Der Bus war jeweils die ganze Nacht im Einsatz, erstmalig in der Nacht von Freitag auf Samstag, und erreichte insbesondere im Bereich Klettpassage und Rotebühlpassage zwischen 50 und 60 Personen. In der darauf folgenden Nacht war die Zahl der angetroffenen wohnungslosen Menschen nur halb so groß. In der Nacht von Sonntag auf Montag waren lediglich noch sechs Biwakierer anzutreffen. Allen Obdachlosen war das Angebot der Stuttgarter Wohnungsnotfallhilfe bestens bekannt. Sie wollten allerdings lieber im Freien schlafen, als eine Notübernachtung aufzusuchen. Lediglich drei Menschen ließen sich zu einer Übernachtung in einer Notunterkunft überreden und vom Bus dorthin bringen.
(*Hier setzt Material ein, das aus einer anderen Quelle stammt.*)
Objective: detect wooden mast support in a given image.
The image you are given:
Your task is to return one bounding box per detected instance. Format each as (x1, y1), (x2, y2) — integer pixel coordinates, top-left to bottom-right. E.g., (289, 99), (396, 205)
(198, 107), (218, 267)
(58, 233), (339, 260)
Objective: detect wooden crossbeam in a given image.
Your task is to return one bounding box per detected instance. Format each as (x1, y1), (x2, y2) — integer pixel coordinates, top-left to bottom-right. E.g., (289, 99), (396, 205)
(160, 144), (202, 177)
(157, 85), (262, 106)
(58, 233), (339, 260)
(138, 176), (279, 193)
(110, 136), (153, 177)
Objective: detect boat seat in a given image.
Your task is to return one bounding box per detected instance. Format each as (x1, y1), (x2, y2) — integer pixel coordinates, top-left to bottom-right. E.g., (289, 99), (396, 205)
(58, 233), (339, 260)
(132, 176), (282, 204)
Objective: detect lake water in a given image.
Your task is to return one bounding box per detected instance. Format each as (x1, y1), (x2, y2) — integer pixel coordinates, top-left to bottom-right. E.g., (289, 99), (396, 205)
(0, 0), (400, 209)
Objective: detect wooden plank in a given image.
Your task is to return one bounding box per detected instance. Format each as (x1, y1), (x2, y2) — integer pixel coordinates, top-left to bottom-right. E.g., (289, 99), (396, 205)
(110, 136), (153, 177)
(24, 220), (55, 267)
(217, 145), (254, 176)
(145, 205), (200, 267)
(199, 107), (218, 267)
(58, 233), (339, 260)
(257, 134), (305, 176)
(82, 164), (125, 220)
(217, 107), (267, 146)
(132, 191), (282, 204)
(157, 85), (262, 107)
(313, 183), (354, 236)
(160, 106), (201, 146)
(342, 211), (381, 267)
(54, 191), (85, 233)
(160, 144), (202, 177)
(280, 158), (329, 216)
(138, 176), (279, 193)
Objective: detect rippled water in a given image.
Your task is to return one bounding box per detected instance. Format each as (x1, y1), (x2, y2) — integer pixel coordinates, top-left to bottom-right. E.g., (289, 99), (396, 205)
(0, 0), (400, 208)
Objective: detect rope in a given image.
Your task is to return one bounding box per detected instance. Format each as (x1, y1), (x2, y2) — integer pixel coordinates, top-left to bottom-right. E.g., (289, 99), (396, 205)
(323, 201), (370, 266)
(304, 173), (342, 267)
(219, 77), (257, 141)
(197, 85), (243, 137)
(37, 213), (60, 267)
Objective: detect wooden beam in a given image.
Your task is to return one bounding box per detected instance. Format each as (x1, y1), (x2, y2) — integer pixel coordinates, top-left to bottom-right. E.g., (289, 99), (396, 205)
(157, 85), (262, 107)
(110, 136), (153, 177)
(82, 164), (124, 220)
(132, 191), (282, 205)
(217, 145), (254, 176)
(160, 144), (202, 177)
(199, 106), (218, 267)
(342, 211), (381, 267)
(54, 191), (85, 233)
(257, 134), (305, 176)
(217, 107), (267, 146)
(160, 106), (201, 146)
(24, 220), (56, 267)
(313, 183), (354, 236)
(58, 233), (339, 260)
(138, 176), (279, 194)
Die Mitarbeiter des Sozialamtes vergewisserten sich jeweils, dass die obdachlosen Menschen in der Lage waren, sich klar zu entscheiden und mit Kleidung und Decken ausreichend gut gegen die Kälte ausgestattet waren. In Zweifelsfällen wurden der ärztliche Notdienst und die Polizei hinzu gezogen.
Der Einsatz des Kältebusses zeigt, dass das Wohnungsnotfall-Hilfesystem flächendeckend unter den Bedürftigen und Obdachlosen bekannt ist und angenommen wird. Hilfestellungen waren nur in Einzelfällen erwünscht. Bei strengen Frostnächten soll der Bus weiterhin in der Zeit zwischen der Einrichtung des Schlaflagers und Mitternacht vor Ort unterwegs sein, um Neuankömmlinge zu informieren und Hilfe anzubieten.